Secondo gli uomini dell’ex presidente Saleh (vicini agli houthi), il rinvio è dovuto al mancato rispetto del cessate il fuoco da parte di Riyad. Ma i lealisti di Hadi attaccano: “sono scuse” e assicurano: “il via alle trattative previsto per oggi è posticipato solo di un giorno”
della redazione
Roma, 18 aprile 2016, Nena News – I negoziati di pace in Kuwait tra la coalizione sunnita a guida saudita e i ribelli sciiti houthi che sarebbero dovuti iniziare oggi e che dovrebbero portare alla fine della guerra civile in Yemen iniziano con il piede sbagliato. O meglio, non iniziano affatto. “Non c’è modo di andare in Kuwait se non c’è alcun rispetto del cessate il fuoco” ha protestato stamane un alto dirigente del partito del Congresso generale dell’ex presidente Ali Abdullah Saleh (schierato con i ribelli sciiti houthi). Al momento non si sa ancora quando inizieranno. Due ufficiali yemeniti vicini al governo yemenita (sostenuto da Riyad) hanno detto che le delegazioni arriveranno molto probabilmente domani. “I rappresentanti di Saleh e gli houthi cercano scuse per ritardare il loro arrivo in tempo” hanno detto, non smentendo però la notizia di presunti attacchi della coalizione.
Che in Yemen si sia continuato a combattere nonostante “la tregua” lo sanno tutti da tempo. Soprattutto chi continua a vedere i propri cari morire nel silenzio della comunità internazionale. Non diversamente da quanto accade in Siria, anche qui si assiste al fallimento della diplomazia: i precedenti incontri sponsorizzati Onu che hanno avuto luogo a giugno e dicembre si sono conclusi con un nulla di fatto. A pagarne il prezzo è stata soprattutto la popolazione civile: in un anno di conflitto sono state uccise nel Paese 6.200 persone. Di queste, la metà è costituita da civili.

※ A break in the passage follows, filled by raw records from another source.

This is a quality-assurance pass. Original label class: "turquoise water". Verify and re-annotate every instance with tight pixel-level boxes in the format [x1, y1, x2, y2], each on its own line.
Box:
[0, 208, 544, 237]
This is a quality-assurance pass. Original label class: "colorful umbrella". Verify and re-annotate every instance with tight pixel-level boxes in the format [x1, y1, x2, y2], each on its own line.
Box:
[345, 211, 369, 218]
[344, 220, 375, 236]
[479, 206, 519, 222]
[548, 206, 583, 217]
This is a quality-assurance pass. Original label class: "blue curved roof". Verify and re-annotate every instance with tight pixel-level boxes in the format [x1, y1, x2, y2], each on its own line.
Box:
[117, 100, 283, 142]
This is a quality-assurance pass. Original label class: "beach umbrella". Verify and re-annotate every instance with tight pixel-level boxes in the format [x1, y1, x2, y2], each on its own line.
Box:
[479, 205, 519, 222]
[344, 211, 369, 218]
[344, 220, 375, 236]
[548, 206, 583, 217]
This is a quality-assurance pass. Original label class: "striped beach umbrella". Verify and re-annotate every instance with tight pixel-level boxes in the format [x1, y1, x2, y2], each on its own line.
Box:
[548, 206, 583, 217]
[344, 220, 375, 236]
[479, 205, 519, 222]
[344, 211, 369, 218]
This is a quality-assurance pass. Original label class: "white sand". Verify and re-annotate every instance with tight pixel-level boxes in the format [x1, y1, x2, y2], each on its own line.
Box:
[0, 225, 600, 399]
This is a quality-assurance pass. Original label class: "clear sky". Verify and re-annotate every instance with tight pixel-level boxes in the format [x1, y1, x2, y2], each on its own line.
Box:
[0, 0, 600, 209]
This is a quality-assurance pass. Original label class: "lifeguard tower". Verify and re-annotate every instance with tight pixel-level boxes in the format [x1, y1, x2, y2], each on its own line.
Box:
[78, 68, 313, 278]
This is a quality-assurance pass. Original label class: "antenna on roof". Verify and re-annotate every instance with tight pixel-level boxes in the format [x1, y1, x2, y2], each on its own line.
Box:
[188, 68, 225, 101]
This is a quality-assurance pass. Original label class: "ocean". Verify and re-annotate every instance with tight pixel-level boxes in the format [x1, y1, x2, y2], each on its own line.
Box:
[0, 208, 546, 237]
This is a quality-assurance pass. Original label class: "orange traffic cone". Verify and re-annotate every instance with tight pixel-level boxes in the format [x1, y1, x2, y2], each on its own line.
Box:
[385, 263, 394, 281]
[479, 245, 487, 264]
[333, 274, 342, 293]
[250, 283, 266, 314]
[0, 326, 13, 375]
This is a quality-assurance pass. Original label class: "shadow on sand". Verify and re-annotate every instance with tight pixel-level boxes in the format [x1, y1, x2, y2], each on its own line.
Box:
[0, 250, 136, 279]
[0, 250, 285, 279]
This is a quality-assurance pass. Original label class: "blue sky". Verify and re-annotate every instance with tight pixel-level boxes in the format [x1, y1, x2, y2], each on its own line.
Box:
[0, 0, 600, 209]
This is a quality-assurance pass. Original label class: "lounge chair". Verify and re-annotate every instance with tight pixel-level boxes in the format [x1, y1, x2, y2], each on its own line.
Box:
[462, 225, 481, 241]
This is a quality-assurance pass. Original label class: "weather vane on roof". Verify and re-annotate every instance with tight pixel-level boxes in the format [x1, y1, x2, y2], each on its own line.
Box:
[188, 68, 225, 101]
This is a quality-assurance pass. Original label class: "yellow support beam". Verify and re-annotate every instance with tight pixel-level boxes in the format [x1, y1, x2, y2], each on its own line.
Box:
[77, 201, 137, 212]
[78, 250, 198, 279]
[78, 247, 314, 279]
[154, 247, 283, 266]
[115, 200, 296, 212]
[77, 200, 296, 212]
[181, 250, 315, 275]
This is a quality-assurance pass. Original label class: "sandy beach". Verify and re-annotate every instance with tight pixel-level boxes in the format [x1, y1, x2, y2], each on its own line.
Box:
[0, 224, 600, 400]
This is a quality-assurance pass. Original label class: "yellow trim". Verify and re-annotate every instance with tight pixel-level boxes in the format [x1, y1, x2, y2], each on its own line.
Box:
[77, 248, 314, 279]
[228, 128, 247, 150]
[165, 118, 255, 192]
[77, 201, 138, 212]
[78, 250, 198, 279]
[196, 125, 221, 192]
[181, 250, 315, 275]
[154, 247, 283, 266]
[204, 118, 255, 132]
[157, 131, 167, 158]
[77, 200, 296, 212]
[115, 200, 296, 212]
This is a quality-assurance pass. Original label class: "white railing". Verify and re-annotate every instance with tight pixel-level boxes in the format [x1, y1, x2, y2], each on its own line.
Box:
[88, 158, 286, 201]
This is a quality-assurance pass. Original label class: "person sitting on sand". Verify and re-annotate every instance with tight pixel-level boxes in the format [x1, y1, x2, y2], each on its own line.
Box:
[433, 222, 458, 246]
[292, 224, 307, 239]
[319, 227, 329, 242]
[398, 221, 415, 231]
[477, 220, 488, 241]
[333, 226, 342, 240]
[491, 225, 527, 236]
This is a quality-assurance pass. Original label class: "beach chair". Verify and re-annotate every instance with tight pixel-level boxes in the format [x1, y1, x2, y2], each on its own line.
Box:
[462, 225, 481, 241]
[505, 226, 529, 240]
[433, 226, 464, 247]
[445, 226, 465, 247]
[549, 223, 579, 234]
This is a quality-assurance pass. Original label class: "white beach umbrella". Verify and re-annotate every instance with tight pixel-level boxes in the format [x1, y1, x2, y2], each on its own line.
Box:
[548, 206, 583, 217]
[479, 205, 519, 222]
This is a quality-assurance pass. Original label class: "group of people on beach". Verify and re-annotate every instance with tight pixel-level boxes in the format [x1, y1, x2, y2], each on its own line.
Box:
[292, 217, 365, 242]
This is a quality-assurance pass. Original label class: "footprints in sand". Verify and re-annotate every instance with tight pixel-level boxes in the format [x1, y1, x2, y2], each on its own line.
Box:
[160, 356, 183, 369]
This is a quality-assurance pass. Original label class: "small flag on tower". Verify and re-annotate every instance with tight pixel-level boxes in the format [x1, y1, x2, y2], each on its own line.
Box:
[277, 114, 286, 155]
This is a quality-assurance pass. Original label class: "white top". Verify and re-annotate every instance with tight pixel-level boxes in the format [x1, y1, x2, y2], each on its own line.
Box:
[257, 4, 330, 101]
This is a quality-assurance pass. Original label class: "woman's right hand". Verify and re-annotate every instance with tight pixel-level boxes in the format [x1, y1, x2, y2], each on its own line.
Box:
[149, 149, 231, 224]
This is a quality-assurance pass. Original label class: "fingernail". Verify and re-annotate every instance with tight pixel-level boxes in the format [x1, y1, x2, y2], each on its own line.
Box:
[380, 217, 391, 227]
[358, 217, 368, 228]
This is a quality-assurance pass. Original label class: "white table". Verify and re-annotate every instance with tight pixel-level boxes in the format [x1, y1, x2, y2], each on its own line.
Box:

La crisi umanitaria in cui versa lo Yemen è nei numeri. Secondo le stime delle Nazioni Unite, nel 2016, sarebbero stati raggiunti i 2,8 mln di Internal Displaced People (IDP- Profughi interni), il 54% della popolazione (circa 14 mln di persone tra i quali 8 mln di bambini) non avrebbe accesso al servizio sanitario, il tasso di mortalità infantile sarebbe in continua crescita così come il tasso di emigrazione dal Paese verso l’estero e, in particolare, verso il Corno d’Africa.
E la situazione non può che peggiorare visto che i combattimenti e i raid aerei del blocco sunnita continuano in diverse regioni yemenite. Soprattutto nella città del sud-ovest di Taiz e nell’area di Nehm, a est della capitale. In questa situazione di caos è il ramo yemenita di al-Qa’eda in Yemen (Aqap) che ne sta approfittando avanzando minacciosa nel sud est. Lo stato di elevato pericolo che si vive nel Paese quotidianamente è apparso ancora una volta evidente ieri nei pressi di un check point vicino la città meridionale di Aden: qui un attentatore suicida si è fatto saltare in area uccidendo 4 soldati yemeniti. Finora nessun gruppo ha rivendicato l’attacco, ma viste le modalità con cui l’attentato ha avuto luogo e il target (soldati) non è difficile supporre che si sia tratttato di un’azione compiuta da Aqap o dallo Stato Islamico. L’attentato di ieri fa seguito all’autobomba che venerdì è stata fatta esplodere sempre in città vicino alla residenza del ministro degli Esteri. L’attacco non ha causato vittime.
Sabato, invece, un raid della coalizione sunnita ha ucciso cinque qa’edisti nella capitale Zinjibar della provincia di Abyan (nel sud). I bombardamenti hanno avuto militarmente riscontri positivi: venerdì i lealisti del presidente Hadi (uomo di Riyad) hanno espulso i combattenti di al-Qa’eda ad Huta (nei pressi di Aden) arrestando 49 persone sospettate di essere “jihadiste.”